When AI Trading Works, You Won't Hear About It

The public LLM trading bots aren't working. Alex Izydorczyk, who tracks these things, has watched projects like Alpha Arena, Prediction Arena, Rallies, and Traderank all produce results that look like coin flips. Some bots literally just ask ChatGPT what to buy. Others pipe in more context and data. None have shown a persistent edge when tested out of sample. The gap between these attempts and real quantitative investing is enormous. As Izydorczyk puts it, comparing public LLM bots to institutional stat arb strategies is like comparing a vibe-coded app to Salesforce.

Meanwhile, institutions are quietly building something real. Balyasny Asset Management, profiled in an OpenAI case study, has deployed a multi-agent AI system used by 95% of its investment teams. Their setup includes specialized agents like a Central Bank Speech Analyst that cuts macroeconomic scenario analysis from two days to thirty minutes, and a Merger Arbitrage Superforecaster that continuously updates deal probabilities. The system uses retrieval-augmented generation, pulling from decades of proprietary research stored in vector databases. An orchestration layer routes portfolio manager queries to the right specialist agent. The whole setup is a structured pipeline turning qualitative analysis into executable signals.

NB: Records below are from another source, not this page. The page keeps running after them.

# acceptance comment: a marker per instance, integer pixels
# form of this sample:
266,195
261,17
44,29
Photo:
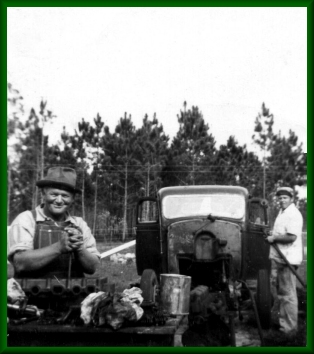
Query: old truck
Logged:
199,249
216,236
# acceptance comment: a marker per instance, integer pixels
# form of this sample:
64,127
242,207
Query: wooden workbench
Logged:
35,334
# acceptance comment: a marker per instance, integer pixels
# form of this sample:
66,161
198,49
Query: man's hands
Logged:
71,240
269,237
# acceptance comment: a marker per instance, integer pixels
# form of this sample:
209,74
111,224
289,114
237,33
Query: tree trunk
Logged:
95,205
83,191
147,192
125,203
8,195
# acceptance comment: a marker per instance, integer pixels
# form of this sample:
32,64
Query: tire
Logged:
149,286
264,298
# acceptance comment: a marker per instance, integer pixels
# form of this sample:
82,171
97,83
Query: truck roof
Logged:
202,189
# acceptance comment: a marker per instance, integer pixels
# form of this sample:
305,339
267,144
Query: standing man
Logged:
48,242
287,233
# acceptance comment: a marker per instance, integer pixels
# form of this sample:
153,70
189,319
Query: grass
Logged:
122,275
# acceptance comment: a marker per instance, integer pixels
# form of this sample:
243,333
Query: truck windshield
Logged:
224,205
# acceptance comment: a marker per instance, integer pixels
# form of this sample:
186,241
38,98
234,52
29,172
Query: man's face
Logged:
284,201
57,201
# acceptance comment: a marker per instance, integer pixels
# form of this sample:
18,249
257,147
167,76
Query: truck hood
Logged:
183,234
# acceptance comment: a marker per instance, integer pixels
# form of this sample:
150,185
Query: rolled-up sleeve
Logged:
21,234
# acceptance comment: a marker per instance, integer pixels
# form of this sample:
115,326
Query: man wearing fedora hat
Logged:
287,233
48,242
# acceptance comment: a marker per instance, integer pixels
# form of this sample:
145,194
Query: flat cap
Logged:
285,191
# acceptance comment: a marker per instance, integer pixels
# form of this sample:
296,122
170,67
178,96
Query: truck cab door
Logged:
148,241
257,249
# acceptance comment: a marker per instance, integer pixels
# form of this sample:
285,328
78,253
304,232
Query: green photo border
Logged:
141,3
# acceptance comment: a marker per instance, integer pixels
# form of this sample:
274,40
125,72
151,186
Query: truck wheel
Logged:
264,298
149,285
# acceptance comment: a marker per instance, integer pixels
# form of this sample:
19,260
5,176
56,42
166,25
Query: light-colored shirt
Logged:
288,221
22,232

Here's the uncomfortable truth for anyone waiting for a viral breakthrough: if and when someone builds an LLM agent that consistently beats the market, you probably won't hear about it. The money is in trading, not tweeting. Izydorczyk notes that successful outsiders will learn quickly that market returns beat follower counts. The institutional players already know this. Balyasny's chief AI officer Charlie Flanagan and senior research scientist Su Wang didn't build their system for publicity. They built it to make money. That's why the most sophisticated AI trading work stays private.